Cityscapes was recorded with an automotive-grade camera, which has this characteristic green tint. Consequently, images enhanced to look like Cityscapes also get this green tint. Vistas was recorded with a diverse set of cameras, including, for example, smartphone cameras. Images from Vistas are much more vibrant and you can see this in the results by our method.

Convolutional networks for GTA V trained on different datasets.
Credit: Richter, Abu AlHaija, and Koltun
The method reproduces the characteristic appearance of the training data, while maintaining the structure of the original GTA images.

The researchers acknowledge that their approach isn’t perfect. While the method excels at road textures, cars, and vegetation, objects and scenes that are less common in the training data, such as close-up pedestrians, are modified less convincingly.

Richter said unrealistic aspects of GTA V also impacted the output:

There is far less traffic in GTA than in the real world, be it California or German cities. The way our method is set up, it should not and will not change this. It will not add cars or pedestrian if they are not there in the original game footage.

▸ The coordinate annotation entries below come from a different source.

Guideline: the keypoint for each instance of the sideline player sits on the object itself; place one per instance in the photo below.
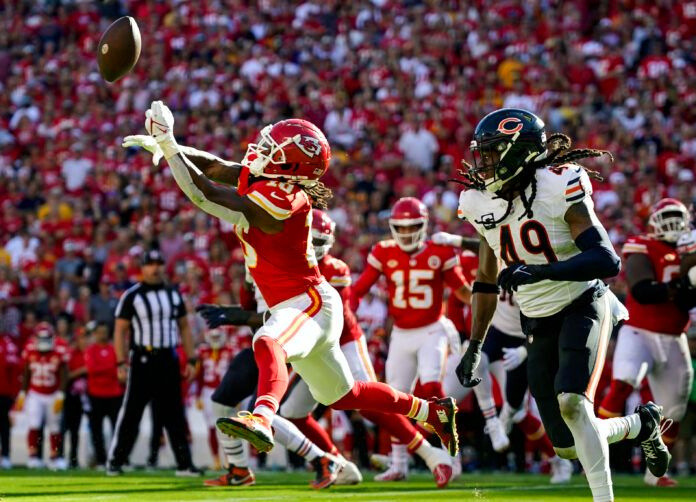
(652, 342)
(45, 377)
(532, 206)
(277, 184)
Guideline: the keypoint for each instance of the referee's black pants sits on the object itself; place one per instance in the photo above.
(153, 376)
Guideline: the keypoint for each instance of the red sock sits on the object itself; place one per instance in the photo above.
(315, 433)
(273, 373)
(33, 442)
(55, 443)
(212, 441)
(670, 435)
(396, 425)
(432, 389)
(614, 403)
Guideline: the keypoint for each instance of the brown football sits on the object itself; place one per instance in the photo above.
(118, 49)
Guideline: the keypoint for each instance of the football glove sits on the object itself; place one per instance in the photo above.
(58, 403)
(223, 315)
(159, 123)
(513, 357)
(519, 274)
(469, 363)
(146, 142)
(445, 239)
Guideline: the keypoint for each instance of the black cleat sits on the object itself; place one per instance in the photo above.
(657, 456)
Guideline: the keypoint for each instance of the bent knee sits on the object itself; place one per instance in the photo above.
(566, 453)
(570, 405)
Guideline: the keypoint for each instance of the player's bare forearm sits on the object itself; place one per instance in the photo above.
(215, 168)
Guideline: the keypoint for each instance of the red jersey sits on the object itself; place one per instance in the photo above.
(337, 273)
(102, 374)
(45, 367)
(415, 281)
(658, 317)
(214, 363)
(9, 367)
(283, 265)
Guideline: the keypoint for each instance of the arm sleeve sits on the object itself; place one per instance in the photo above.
(596, 261)
(182, 177)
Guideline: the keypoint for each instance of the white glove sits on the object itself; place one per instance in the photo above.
(445, 239)
(146, 142)
(159, 123)
(512, 358)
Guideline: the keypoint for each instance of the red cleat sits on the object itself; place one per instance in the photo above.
(252, 428)
(441, 417)
(442, 474)
(235, 476)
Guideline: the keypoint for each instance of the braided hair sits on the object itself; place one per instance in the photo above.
(319, 194)
(558, 153)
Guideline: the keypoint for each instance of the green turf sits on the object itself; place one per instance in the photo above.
(163, 486)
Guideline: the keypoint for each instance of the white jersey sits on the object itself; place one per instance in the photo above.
(539, 240)
(507, 316)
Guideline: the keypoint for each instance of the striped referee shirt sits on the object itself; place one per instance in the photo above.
(153, 311)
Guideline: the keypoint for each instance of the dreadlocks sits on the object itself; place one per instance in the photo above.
(319, 194)
(558, 154)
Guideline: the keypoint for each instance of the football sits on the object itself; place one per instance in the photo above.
(118, 49)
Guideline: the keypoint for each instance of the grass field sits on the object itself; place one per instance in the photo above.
(163, 486)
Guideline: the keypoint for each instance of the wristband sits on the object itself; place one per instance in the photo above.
(485, 287)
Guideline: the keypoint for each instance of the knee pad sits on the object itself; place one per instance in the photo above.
(568, 453)
(570, 405)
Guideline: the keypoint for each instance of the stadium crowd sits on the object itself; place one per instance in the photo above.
(397, 86)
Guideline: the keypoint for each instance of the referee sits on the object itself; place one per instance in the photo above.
(155, 315)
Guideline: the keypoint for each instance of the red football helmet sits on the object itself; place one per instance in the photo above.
(216, 338)
(668, 219)
(322, 233)
(294, 149)
(45, 337)
(409, 212)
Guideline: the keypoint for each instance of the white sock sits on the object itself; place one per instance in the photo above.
(236, 450)
(617, 429)
(400, 456)
(287, 434)
(592, 449)
(265, 412)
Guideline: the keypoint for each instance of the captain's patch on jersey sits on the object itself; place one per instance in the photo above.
(574, 190)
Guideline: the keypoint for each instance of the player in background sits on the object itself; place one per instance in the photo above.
(299, 402)
(504, 357)
(532, 207)
(416, 270)
(214, 356)
(43, 393)
(276, 185)
(236, 390)
(652, 342)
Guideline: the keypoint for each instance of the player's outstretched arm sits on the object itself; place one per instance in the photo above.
(485, 299)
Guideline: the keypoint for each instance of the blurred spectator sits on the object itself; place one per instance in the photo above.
(104, 390)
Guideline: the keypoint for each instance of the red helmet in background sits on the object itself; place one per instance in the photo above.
(294, 149)
(45, 337)
(409, 212)
(668, 220)
(323, 228)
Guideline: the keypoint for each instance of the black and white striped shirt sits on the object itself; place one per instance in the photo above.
(153, 311)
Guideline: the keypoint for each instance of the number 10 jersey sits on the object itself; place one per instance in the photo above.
(543, 238)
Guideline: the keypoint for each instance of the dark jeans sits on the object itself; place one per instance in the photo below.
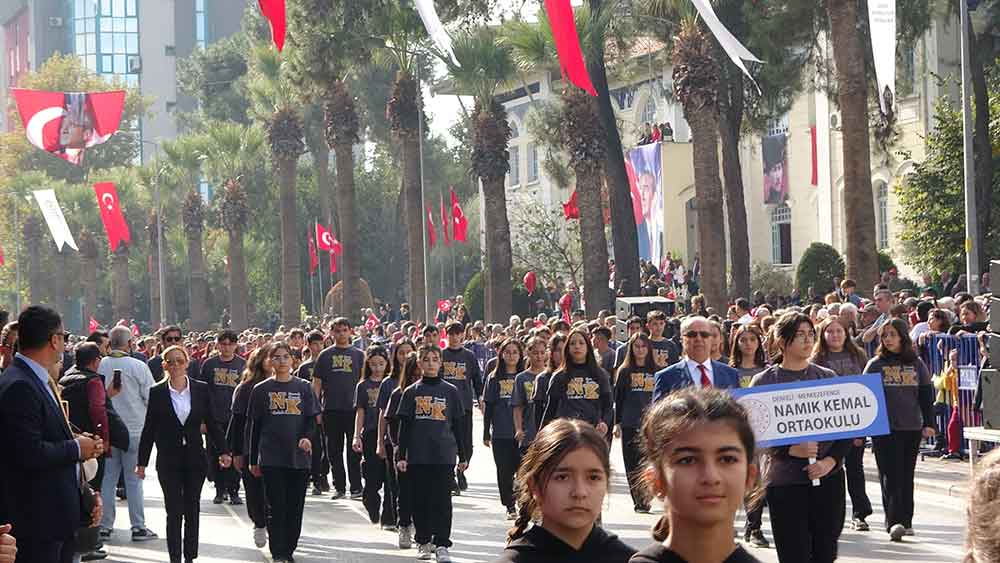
(633, 467)
(339, 428)
(432, 503)
(286, 495)
(896, 458)
(374, 470)
(854, 466)
(507, 457)
(806, 521)
(181, 498)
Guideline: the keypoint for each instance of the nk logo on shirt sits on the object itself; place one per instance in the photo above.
(282, 402)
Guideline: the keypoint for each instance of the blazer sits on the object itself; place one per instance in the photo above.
(177, 446)
(38, 469)
(677, 376)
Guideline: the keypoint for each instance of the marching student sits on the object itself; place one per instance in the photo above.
(366, 429)
(431, 436)
(498, 420)
(699, 447)
(564, 476)
(909, 401)
(282, 415)
(521, 403)
(408, 375)
(633, 394)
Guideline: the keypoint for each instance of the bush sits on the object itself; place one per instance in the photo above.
(819, 266)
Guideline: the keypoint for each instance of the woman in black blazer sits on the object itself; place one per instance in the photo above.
(179, 412)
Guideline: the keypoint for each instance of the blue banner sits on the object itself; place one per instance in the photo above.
(820, 410)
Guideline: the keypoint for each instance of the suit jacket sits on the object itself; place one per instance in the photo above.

The same happens with trash on the street or the sidewalk. So the clean scenes from GTA with less dirt and traffic than the real world may look less realistic than real photos.

The method still needs further optimization for real-time applications. However, the researchers envision integrating it into game engines to advance the level of realism.

Richter said some existing game engines already enable access to data that can be connected to the system:

Depending on the game and the budget, I can imagine people playing around with this technique and maybe integrating it for some parts either during development or post-processing of games, simulations, or movies.

I’m also intrigued by the prospect of adapting games to new settings. Perhaps one day we’ll be able to relocate Assassin’s Creed to a photorealistic Khmer Empire, or transport Red Dead Redemption to Ned Kelly’s Australia? It won’t happen tomorrow, but we’re getting closer to video game footage that’s indistinguishable from real life.